Explorer la biologie derrière les troubles de santé mentale maternelle

La grossesse et la nouvelle maternité transforment le corps d’une femme ainsi que sa vie. Même si c’est souvent une période joyeuse, elle peut parfois entraîner des troubles de santé mentale, le plus souvent de l’anxiété et de la dépression. Ces conditions peuvent être préjudiciables à la santé de la mère et à celle de son enfant, mais malgré les enjeux élevés, la médecine moderne échoue souvent à y remédier. En élucidant les mécanismes biologiques sous-jacents à ces troubles liés à la grossesse, les chercheurs de Weill Cornell Medicine jettent les bases de nouvelles façons de détecter et de traiter les femmes à risque.

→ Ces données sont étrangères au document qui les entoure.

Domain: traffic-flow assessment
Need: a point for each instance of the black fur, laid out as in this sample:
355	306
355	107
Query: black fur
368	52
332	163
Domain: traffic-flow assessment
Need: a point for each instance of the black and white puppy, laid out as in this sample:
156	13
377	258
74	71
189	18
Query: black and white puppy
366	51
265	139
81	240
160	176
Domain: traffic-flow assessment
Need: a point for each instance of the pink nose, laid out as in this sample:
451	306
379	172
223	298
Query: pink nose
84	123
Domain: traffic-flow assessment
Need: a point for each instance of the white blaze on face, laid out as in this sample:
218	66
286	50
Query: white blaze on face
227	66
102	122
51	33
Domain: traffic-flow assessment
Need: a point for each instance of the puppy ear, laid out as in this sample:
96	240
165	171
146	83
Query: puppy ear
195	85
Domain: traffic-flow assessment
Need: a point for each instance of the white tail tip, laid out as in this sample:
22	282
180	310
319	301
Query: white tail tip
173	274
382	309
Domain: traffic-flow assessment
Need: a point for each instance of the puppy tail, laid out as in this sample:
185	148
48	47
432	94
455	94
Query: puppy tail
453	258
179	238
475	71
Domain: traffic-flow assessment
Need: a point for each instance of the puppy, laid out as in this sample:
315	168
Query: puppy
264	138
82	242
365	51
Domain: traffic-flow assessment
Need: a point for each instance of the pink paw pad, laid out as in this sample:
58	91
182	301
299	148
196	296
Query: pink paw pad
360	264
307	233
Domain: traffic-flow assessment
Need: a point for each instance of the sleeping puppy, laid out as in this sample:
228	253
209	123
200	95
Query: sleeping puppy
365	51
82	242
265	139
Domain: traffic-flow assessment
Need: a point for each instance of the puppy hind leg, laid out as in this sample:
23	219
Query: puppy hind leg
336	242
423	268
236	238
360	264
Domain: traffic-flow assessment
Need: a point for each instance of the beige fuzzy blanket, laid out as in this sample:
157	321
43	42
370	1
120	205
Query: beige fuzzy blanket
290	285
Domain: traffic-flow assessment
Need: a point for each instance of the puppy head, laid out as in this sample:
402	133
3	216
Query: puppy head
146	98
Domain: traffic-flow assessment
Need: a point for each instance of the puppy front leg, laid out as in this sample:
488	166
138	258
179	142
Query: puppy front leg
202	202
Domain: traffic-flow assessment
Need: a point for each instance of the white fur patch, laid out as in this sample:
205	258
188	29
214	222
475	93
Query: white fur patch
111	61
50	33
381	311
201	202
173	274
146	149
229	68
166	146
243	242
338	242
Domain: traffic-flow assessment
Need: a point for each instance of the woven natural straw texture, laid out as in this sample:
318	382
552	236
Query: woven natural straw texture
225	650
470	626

Les statistiques sur la dépression qui survient après l’accouchement, ou post-partum, reflètent une réalité particulièrement épouvantable : les cliniciens ne réussissent à traiter qu’environ trois pour cent des femmes atteintes de ce trouble. Pour celles qui deviennent déprimées avant d’accoucher, ce chiffre n’augmente que légèrement, à environ cinq pour cent.

Nous faisons un travail terriblement mauvais dans ce pays en matière de détection et de traitement des femmes souffrant de dépression liée à la grossesse. »


Dr Lauren M. Osborne, professeur agrégé d’obstétrique et de gynécologie à Weill Cornell Medicine et psychiatre de la reproduction au NewYork-Presbyterian/Weill Cornell Medical Center

Dans le but d’atténuer ce problème, elle et ses collègues ont lancé un programme de bien-être périnatal qui intègre des experts en santé mentale pendant la grossesse et après l’accouchement dans les soins obstétricaux.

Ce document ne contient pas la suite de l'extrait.